Originally designed for Venturi’s mother, this home, filled with contradictions including a functionless arch, was one of the first postmodern designs, and one of the rare residential projects to win the 25-Year Award from the American Institute of Architects. Curbed architecture critic Alexandra Lange, who visited the home in 2016 after it had been added to the Philadelphia Register of Historic Places, wrote that it “is itself a gentle manifesto, the gable a blow against the aesthetic tyranny of the modernist flat roof; the square windows a blow against the aesthetic tyranny of transparent walls.” Supposedly, Venturi used to visit the house on a weekly basis, stopping to admire it, then blow it a kiss as he drove away.
One of the standouts in Indiana’s mecca of modernist architecture, this clean, simple brick building was meant to be a functional and inexpensive space. Unlike many of his architectural peers, Venturi delivered a design that actually met those criteria. Between the simple material—cinderblock, red and white unglazed brick, and glass—and straightforward layout, with the only protrusion being a tower used to dry hoses, this fire house was an understated example of civic design. The tower and contrasting color of the bricks exemplified Venturi’s “billboard architecture” concept, offering a flash of excitement on an otherwise bland roadway.

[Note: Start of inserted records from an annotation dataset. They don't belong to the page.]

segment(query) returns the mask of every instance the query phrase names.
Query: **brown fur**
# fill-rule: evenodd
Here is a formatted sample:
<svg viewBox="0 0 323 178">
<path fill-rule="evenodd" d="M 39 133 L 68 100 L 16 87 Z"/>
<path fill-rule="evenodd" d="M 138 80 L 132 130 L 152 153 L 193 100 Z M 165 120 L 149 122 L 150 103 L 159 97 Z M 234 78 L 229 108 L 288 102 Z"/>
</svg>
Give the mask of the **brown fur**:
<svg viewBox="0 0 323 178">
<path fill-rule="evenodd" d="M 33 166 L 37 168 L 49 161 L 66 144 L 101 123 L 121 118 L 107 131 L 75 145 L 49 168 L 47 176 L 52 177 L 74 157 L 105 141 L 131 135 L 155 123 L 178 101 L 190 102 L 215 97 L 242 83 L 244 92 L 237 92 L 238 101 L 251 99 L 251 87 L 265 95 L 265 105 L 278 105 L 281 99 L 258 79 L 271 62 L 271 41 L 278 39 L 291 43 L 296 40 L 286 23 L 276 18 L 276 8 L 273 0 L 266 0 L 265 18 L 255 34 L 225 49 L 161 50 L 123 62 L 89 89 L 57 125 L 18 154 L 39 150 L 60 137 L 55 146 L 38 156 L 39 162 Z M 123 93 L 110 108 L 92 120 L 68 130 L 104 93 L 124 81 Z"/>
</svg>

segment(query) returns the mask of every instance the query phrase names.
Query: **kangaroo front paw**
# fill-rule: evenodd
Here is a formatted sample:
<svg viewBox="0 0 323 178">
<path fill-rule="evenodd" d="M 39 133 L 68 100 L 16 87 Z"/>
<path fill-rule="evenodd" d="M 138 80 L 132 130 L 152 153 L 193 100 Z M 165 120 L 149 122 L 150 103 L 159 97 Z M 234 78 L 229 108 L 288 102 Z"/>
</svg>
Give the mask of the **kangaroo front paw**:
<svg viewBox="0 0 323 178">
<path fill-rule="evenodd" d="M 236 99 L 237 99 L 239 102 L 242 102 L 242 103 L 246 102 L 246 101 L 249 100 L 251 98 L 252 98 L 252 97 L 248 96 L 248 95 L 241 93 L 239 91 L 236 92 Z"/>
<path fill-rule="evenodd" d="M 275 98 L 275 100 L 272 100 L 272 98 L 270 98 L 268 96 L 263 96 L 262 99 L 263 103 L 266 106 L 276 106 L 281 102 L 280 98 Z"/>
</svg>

While this speculative design was never completed, its influence looms large over the museum and art worlds. Venturi and Brown devised a museum that honored football in its most natural environment, that is to say, on the screen. The unbuilt paean to the college game featured a towering, flat facade, upon which video would be broadcast at a scale big enough to turn the parking lot into drive-in, according to critic Witold Rybczynski. Along with the grandstand at the rear of the building, the museum concept and its ahead-of-its time use of video and multimedia shows the duo thinking about architecture as a platform for emerging digital technologies.
Another subtle but significant design by a master of symbolism, this addition to Independence National Historic Park has become a Philadelphia favorite. Atop the site where Benjamin Franklin once ran his printing shop, Venturi, Brown, and then collaborator and colleague John Rauch set two “ghost houses,” representing the Franklin residence and office. The white tubular steel outlines, award-winning examples of playful placemaking that allow visitors to reconstruct the buildings in their imaginations, have become icons and object lessons for
Nothing is more pedestrian than a big box store. Venturi and Brown managed to design one for BEST, a chain known for its abstract and sculptural stores, that was bold while staying within its core crass and commercialist confines. By outfitting the building in a facade of porcelain steel panels, in a red-and-white flower pattern that could be a mid-America Marimekko, the “wallpaper” drew in shoppers and created a strip mall standout.
Described as “witty, relaxed, wise and comfortable” by architecture critic Paul Goldberger, this small residence hall on the Princeton campus reflects the architects’s respect for history and the Gothic style predominant on campus. The playful heraldic symbols above the doorway, and the mixtures of styles and elements found in the orange brick building, what Goldberger calls “compositionalism,” shows Venturi finding a perfect, if eccentric, solution to the confines of a small site.